L’espansione degli insediamenti israeliani e le incursioni in Cisgiordania complicano ulteriormente la possibilità di una soluzione a due Stati, vista con scetticismo dai palestinesi. L’indebolimento di Hamas potrebbe influire sulla politica palestinese, ma il gruppo mantiene la capacità di bloccare accordi sgraditi. Intanto, funzionari internazionali valutano la nomina di Salam Fayyad per guidare la ricostruzione di Gaza, sebbene l’anziano e impopolare leader dell’Autorità Palestinese, Mahmoud Abbas, sembri determinato a mantenere il potere. 

L’eventuale nomina di Salam Fayyad come primo ministro potrebbe attrarre miliardi in aiuti dagli Stati arabi e guadagnare sostegno tra gli abitanti di Gaza, nonostante Israele voglia mantenere il controllo sui confini. Tuttavia, Ali Jarbawi teme che i palestinesi vedano Fayyad come un rappresentante degli interessi americani e degli Emirati.

Altri analisti notano che l’influenza esterna sulla politica palestinese da parte di attori come Iran, Egitto, Giordania, Arabia Saudita, Stati Uniti e Israele ha aumentato il cosiddetto settarismo, minando l’unità palestinese. Inoltre, la popolarità di Hamas tra i palestinesi, specialmente in Cisgiordania, rende le sue posizioni sempre più difficili da ignorare per Mahmoud Abbas e il suo governo.

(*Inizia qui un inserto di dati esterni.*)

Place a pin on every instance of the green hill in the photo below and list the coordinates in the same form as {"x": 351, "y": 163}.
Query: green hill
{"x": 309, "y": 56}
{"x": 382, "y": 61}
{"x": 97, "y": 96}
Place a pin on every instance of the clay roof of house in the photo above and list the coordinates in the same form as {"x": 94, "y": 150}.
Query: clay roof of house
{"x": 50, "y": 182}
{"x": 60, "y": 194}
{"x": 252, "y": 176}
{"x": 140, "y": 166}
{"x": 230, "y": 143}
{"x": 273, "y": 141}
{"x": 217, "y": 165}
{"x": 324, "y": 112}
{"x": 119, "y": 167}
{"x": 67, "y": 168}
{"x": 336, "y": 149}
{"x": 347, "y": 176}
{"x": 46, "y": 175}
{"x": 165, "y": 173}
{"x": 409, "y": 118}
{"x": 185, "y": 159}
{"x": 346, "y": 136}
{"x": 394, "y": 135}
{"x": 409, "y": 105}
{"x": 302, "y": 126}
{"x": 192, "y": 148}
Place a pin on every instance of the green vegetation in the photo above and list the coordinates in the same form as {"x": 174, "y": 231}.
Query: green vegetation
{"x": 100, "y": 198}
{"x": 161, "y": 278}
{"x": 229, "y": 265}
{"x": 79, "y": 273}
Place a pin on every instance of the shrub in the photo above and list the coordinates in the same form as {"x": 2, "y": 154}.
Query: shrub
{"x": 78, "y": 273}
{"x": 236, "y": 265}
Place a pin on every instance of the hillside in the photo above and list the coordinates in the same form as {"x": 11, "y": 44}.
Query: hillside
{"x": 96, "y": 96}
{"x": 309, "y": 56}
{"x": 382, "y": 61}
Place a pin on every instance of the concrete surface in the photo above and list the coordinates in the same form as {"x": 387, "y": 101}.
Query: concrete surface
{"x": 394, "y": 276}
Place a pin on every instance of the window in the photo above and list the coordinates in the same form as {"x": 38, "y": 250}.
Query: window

Aaron David Miller, ex negoziatore statunitense per il Medio Oriente al Carnegie Endowment, ha affermato che le divergenze tra Israele e palestinesi riguardo a un accordo per una soluzione a due Stati non si sono ridotte dal suo ultimo tentativo di negoziazione al vertice di Camp David nel 2000. Egli ha descritto le differenze come ampie quanto il Grand Canyon e ha avvertito che i traumi del 7 ottobre e le sofferenze dei palestinesi renderanno estremamente difficile trovare spazio per un’azione audace.